What about Singapore?
Singapore is different because it’s a duopoly. One of the things that the Singapore government did early on was said they wanted to see something iconic, something that the world has never seen before. In Macau, you see a mini-me version of Wynn Las Vegas. You don’t see that in Singapore.
What you see are two truly iconic creations that are striking and unlike anything the gaming industry has produced on the planet. I think that was very intelligent on Singapore’s part. Singapore could have gone with the fourth or fifth best submissions and still had something the gaming industry hasn’t seen anywhere before.
You had star architects coming on board for the first time, names that wouldn’t dare be associated with the gaming industry a generation ago. James Cameron was involved in one of the submissions. The Pompidou Museum in France was affiliated. France is a place that cares about its high culture. And yet Singapore was able to pull that off. They coined the phrase “integrated resort.”
One of the funny things that you see now is how many places around the world invoke the Singapore model when talking about the possibility of bringing in resorts of their own. Jamaica is looking at expanded hotel-casino offerings, and you heard in the policy debates, “We want to follow the Singapore model.”
You’d be hard-pressed to find two countries further apart on one form of sin — marijuana policy — and on drug policy; even Jamaica is saying now that they want to be like squeaky-clean Singapore. Singapore has demonstrated that results can still be very profitable despite heavy government involvement.
Macau recently imposed a partial smoking ban in casinos. Will that impact gaming revenue?
I don’t think so. For one thing, it’s only certain parts of the floor. For another, markets are remarkably resilient.
The famous case in gaming was the smoking ban in the Australian club marketplace. They saw a 25 percent reduction in gaming revenues overnight. But people get used to the new status quo relatively quickly and the revenues have returned.
We adjust to the new normal. We’ve done so with restaurants. We’ve done so in a wide variety of spaces. While much of the gaming industry is afraid of this, the longer-term impact, I suspect, is much less noticeable.
Will we ever have a smoking ban in Nevada casinos?
I don’t know. Las Vegas is a place where people expect to engage in certain types of behaviors, so I think we’re still a long way off from that. And I really don’t think that Las Vegas is going to be looking to Macau for policy advice in the gaming sphere anytime soon.
How is Nevada’s gaming and tourism economy doing? Are we out of the recession?

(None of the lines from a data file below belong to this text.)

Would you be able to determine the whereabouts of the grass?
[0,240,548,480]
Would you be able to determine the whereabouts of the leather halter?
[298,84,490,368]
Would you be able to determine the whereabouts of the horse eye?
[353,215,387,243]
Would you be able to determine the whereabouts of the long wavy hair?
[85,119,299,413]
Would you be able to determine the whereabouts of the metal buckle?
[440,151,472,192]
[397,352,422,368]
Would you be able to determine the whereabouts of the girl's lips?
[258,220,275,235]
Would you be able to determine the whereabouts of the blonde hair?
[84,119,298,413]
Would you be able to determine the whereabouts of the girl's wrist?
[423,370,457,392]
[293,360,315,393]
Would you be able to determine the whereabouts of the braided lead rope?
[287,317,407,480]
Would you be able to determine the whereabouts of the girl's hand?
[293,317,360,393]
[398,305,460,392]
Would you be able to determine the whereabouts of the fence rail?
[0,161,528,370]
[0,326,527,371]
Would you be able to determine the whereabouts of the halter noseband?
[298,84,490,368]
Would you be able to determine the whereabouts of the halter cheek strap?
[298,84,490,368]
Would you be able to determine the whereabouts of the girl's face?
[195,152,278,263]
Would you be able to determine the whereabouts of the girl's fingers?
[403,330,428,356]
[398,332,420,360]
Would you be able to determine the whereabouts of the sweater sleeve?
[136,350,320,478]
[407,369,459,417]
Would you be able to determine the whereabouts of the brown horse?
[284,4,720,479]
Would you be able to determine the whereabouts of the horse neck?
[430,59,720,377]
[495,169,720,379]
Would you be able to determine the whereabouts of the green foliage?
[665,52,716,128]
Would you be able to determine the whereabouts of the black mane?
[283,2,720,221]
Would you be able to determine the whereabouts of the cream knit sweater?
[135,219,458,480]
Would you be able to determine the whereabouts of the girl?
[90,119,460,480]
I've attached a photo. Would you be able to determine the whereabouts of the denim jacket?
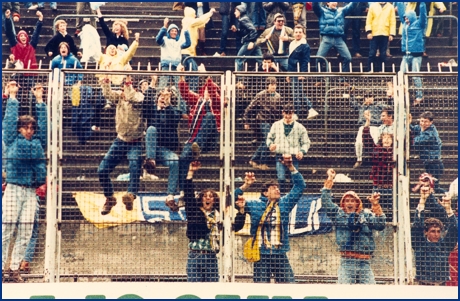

It does feel like we’re in the great thaw now. What was notable to somebody like me was that even in the Great Recession, you’d walk the floor and you’d think, “What recession? This place is packed.” And of course, what was happening was that they were still coming, but they weren’t spending the amount of money they were before. So that’s obviously the metric we’re going to focus on. On the one hand, it was interesting that there was still a buzz at the ground level. At the corporate, there was massive near panic. But the Strip was still packed.
The institute will host the 15th International Conference on Gambling and Risk Taking at Caesars Palace in May. What will take place?
We’re co-hosting it with UNR. This is the event that since 1974 has been the place where the world’s gambling and commercial gaming intellectuals gather to debate the issues of the day. They invite everyone from card counters to the most brilliant gaming mathematicians to gaming economists to behavioral scientists to industry experts to regulators. It’s multidisciplinary in the best sense. We already have more than 200 papers that are going to be presented there from six continents. This is a place where ideas really come to fruition.